God, I loved his mother. Do you remember Beverly Hills? I watched that show every single day after school. Jocelyn Mitchell played Adel Berkshire, and she was so glamorous and gorgeous. She could say anything—anything, and it just reeked of class. And that—that beautiful Emmy-winning actress—was his mom. So no, Cash Mitchell had absolutely no idea of what it’s like to be normal. He was just good, really really good, at pretending he did.
“What do you think of Cash Mitchell?” The House of Fame producer leaned forward, her hands clasped together underneath her chin and examined me as if I was an art exhibit.
“I’d screw him on a slow day at Burning Man.” I delivered the line dryly, and a titter of laughter floated through the room. There were too many people in here, their chairs crowded in a row behind the camera like front seats to a Fashion Week show. I was perched in a director’s chair before them, a vintage Fendi bag hanging off the arm, one leg crossed over the other in leather leggings and an off-the-shoulder T-shirt that was frayed along the sleeve. My team had agonized over the outfit, my shoes swapped four times during the drive here, and I bobbed the toe of the metallic red Converses and hoped they’d chosen wisely.

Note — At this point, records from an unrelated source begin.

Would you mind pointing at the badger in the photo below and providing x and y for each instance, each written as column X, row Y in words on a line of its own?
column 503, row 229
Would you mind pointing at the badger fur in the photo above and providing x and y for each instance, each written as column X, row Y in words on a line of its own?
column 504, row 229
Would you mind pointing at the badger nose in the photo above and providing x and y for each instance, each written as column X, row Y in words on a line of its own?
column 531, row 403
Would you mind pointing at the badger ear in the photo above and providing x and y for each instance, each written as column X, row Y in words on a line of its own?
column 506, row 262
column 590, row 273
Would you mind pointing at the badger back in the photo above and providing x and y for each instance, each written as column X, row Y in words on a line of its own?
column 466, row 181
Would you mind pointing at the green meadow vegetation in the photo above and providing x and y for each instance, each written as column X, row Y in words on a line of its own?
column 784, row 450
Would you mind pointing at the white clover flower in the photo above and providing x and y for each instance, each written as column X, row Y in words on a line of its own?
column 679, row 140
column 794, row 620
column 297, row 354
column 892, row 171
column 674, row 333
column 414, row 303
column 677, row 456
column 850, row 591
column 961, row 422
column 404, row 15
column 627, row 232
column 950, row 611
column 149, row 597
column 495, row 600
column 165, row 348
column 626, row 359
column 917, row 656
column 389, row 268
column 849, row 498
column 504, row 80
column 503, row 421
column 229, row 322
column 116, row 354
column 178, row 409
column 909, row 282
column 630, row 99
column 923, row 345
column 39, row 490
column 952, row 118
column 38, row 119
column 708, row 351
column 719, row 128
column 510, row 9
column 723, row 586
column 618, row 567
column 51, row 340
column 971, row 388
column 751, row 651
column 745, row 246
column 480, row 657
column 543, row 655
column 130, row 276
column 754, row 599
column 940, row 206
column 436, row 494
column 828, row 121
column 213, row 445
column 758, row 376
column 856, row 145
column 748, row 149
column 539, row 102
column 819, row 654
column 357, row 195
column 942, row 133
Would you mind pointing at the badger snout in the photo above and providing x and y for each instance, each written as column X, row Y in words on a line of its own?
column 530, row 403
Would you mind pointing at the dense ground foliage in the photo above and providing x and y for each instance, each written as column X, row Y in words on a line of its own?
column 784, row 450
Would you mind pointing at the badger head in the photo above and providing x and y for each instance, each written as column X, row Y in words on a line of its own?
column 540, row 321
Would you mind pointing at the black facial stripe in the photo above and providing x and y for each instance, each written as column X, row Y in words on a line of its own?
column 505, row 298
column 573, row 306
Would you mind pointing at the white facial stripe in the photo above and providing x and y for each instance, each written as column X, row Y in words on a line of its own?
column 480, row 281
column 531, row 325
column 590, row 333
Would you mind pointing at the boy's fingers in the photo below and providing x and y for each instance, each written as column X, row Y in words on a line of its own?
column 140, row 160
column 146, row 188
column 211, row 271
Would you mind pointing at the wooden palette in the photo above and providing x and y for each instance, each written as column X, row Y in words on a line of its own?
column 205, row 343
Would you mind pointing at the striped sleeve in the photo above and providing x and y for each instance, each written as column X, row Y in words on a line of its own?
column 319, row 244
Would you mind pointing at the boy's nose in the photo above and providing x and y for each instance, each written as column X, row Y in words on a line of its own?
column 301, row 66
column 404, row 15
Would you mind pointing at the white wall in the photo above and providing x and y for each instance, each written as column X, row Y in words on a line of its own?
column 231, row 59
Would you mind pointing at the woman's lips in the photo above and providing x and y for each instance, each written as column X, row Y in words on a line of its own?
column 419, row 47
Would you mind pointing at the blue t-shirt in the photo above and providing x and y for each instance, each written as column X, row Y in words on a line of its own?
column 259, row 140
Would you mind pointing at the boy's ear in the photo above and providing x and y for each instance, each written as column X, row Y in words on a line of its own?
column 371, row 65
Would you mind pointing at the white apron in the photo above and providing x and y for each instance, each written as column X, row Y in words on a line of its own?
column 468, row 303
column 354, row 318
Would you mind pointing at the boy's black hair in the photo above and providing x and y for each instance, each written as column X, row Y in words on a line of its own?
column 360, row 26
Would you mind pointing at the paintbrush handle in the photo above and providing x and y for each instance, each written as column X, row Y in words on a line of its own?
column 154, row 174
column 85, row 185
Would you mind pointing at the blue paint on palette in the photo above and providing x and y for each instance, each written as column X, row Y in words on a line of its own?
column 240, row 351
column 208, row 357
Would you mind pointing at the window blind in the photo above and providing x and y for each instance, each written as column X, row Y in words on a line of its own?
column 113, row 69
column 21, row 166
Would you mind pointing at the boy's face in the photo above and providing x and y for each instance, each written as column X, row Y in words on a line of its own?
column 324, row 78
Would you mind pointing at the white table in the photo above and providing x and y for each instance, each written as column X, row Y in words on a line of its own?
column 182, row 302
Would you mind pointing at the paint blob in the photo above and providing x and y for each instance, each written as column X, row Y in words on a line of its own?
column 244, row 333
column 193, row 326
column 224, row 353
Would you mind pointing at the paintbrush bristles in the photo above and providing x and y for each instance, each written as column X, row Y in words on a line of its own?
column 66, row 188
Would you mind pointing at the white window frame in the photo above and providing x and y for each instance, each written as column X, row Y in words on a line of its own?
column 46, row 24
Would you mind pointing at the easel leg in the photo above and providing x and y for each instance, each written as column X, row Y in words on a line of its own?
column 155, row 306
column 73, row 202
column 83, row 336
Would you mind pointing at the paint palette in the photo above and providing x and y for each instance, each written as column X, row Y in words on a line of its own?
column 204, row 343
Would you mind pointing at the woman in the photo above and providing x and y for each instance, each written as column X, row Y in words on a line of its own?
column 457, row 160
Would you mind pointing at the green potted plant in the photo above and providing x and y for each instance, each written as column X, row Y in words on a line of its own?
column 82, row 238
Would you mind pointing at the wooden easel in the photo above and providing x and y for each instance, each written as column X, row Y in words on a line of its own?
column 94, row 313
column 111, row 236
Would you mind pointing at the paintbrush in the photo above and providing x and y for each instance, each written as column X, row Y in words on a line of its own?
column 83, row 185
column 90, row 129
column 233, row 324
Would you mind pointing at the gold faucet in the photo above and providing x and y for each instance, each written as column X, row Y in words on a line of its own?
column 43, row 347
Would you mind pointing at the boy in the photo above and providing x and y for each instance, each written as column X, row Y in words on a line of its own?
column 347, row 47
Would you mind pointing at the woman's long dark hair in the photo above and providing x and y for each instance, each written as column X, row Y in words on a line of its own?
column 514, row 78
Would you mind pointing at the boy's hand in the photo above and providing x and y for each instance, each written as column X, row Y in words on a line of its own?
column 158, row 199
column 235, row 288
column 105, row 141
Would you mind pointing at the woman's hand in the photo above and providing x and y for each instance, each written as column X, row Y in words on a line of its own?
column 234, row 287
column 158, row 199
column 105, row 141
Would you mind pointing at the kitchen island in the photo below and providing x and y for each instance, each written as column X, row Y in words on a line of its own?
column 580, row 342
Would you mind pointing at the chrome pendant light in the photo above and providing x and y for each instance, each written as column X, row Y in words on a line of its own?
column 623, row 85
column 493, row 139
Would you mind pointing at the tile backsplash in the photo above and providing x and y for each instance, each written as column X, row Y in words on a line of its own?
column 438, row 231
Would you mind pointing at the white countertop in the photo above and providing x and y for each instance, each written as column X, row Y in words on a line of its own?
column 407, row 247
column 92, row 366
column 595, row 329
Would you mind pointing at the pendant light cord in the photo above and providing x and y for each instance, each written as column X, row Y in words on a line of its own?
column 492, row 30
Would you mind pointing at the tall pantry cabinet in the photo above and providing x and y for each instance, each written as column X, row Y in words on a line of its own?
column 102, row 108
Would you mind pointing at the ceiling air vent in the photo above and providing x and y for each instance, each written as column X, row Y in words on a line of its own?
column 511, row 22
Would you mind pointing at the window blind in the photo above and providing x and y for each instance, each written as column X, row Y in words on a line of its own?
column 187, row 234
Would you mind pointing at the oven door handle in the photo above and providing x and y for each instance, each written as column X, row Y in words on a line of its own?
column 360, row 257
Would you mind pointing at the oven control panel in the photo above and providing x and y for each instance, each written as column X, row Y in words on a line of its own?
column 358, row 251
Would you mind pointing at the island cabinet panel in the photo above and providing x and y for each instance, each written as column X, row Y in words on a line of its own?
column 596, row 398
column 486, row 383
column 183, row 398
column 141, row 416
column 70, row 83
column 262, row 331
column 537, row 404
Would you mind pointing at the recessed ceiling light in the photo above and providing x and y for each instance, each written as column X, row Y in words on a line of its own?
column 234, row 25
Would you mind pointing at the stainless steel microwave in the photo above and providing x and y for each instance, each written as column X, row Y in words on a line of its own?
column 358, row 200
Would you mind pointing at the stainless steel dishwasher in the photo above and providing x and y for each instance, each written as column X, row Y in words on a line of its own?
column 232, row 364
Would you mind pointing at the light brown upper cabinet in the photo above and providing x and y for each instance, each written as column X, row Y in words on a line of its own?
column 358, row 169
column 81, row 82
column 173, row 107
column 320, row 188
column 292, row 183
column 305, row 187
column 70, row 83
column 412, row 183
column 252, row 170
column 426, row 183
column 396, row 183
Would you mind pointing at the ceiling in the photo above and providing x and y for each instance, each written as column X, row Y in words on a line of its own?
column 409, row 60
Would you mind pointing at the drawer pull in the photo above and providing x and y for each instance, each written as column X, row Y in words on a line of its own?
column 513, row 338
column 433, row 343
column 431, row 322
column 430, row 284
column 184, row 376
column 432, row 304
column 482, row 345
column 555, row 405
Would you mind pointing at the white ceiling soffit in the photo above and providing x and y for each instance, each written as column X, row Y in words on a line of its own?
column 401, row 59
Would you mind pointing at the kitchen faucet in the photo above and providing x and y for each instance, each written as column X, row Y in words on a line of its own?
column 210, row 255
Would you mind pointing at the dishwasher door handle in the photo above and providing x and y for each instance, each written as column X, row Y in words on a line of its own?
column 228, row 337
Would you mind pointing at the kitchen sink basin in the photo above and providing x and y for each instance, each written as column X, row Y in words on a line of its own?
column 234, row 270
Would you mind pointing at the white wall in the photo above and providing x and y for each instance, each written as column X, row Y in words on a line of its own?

Effortless trendsetting. That was the goal, and photos of my entrance into the studio had already been captured by paps and posted on the internet before I’d opened my mouth and answered their first question.
“Have you ever?” She gave me a calculated smirk. “Had sex with Cash?”
“At Burning Man?” I smiled. “No.”
“You know of the Casma rumor, right? That you guys just pretend to hate each other but secretly date?” A stick-thin woman with purple hair pointed her pen at me. “Any truth to that?”
“No.” I smiled again. “I actually do hate him.”
“But if we wanted you to—you could pretend to like him, right?”
“Of course she could,” Michelle snapped from her position beside me. “Emma’s an actress.”
I fought the urge not to roll my eyes at that one. While my first manager had solidly understood the social media influencer role I was capable of— Michelle had the sweet but misguided opinion that I had talent, which was probably why I’d hired her. It was nice to have someone believe in you, even if you knew they were wrong. And hey—who knew. Maybe my film career could have legs.
“Why would I pretend to like him?” I ran a hand through my hair, tousling the newly dirty blonde strands. Bleach blonde, Dion had decided, was so last year.
The man’s eyes darted excitedly between Michelle and I. “We thought that a major storyline of this season would be a relationship between you and Cash.”
This, of course, had already been discussed by my team. They hated the idea. I loved it. “Have you run this idea by Cash?”